La decadencia es aún más notoria en ámbitos como el arte y la academia: basta comparar cualquier escultura renacentista con las cada vez más comunes aberraciones estéticas que se encuentran hoy en los museos de arte moderno. Basta afirmar que existen verdades objetivas para recibir insultos furiosos por parte de una turba de relativistas prefabricados. Basta decir que los datos científicos son más fiables que el relato de la ideología de turno para estar al borde de una demanda penal por crimen de odio.

El Bien, la Belleza y la Verdad, valores que en toda la historia intelectual de Occidente se habían mantenido incólumes, hoy son desechados frívolamente por caprichosos anarquistas del conocimiento. Muy atrás quedó el ideal del hombre iluminado que lograría superar el infantilismo de sus primeros estadios evolutivos y que prometía su realización definitiva, porque el intento de comprender el mundo a imagen y semejanza humanas es desestimado con el mote simplón de «antropocentrismo». Se celebra lo anormal, se sospecha de lo convencional, se desprecia lo estable, los cánones que ordenaban la cultura y la identidad son hechos trizas en nombre de un edulcorado concepto de deconstrucción.

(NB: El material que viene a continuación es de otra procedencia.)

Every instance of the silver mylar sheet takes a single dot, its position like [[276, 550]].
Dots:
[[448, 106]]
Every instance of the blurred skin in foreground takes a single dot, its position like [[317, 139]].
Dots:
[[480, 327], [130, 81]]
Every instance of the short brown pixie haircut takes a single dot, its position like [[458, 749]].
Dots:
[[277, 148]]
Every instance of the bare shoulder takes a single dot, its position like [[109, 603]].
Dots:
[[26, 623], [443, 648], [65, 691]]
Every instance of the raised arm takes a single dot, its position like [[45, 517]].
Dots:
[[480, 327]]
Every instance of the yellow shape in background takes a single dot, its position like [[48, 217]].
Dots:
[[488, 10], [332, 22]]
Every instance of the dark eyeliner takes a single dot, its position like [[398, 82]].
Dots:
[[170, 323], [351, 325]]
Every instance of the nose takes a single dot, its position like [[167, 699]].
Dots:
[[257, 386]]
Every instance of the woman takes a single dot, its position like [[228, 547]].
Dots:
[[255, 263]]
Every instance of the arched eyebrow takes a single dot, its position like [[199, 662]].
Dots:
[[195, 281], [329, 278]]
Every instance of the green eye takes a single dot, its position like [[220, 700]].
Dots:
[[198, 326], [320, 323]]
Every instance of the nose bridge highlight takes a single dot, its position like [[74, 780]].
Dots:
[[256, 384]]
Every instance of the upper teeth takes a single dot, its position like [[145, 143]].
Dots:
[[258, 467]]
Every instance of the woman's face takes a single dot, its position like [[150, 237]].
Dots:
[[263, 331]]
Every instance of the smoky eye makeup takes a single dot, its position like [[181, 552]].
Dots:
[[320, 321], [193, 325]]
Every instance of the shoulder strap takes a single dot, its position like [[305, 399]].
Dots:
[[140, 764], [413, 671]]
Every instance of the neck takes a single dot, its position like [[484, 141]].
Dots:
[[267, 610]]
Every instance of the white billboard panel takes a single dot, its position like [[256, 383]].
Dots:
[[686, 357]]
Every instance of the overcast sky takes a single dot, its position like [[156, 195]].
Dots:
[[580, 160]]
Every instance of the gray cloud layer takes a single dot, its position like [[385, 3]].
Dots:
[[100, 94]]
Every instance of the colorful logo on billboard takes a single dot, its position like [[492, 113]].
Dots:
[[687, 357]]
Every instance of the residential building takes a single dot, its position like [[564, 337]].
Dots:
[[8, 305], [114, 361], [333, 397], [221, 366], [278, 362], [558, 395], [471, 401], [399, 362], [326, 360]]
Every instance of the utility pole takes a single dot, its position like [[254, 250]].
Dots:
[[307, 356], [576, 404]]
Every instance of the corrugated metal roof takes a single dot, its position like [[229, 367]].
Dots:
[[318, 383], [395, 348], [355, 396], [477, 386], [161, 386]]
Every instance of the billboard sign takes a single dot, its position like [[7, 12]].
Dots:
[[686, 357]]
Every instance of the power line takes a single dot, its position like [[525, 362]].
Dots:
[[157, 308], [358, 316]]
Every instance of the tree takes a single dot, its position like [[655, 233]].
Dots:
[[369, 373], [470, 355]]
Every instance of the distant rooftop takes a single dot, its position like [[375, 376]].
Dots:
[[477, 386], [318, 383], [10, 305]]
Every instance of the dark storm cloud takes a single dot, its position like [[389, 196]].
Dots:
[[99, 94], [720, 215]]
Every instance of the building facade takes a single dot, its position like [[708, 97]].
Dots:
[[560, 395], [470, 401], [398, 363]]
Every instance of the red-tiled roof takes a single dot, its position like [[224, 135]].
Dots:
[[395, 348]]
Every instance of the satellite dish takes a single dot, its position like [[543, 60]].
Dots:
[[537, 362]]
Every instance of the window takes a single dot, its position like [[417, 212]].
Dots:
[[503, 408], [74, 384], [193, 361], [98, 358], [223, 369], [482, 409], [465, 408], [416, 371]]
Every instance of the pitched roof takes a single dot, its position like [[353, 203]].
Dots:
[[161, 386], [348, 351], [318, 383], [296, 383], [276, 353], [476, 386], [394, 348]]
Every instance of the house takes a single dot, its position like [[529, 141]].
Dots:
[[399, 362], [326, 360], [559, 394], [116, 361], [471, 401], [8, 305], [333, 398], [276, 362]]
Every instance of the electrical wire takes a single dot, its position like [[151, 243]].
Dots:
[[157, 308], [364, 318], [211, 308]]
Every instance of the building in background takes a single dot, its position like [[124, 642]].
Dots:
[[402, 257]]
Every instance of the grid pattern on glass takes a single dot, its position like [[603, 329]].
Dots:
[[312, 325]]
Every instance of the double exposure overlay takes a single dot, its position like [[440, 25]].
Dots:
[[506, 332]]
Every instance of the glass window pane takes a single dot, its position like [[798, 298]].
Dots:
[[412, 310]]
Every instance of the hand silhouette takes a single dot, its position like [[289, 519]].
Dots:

Yo siempre he detestado a los predicadores de futuras tragedias, a los profetas de desgracias que denuncian las decadencias del presente mientras cierran los ojos a las del pasado; he intentado no ser del grupo de los románticos que creen que todo tiempo pasado fue mejor, pero no me queda más que rendirme ante la evidencia de los hechos. Sí, es cierto. Idiotas siempre han existido, pero ser uno de ellos era motivo de vergüenza, hoy se celebra con orgullo.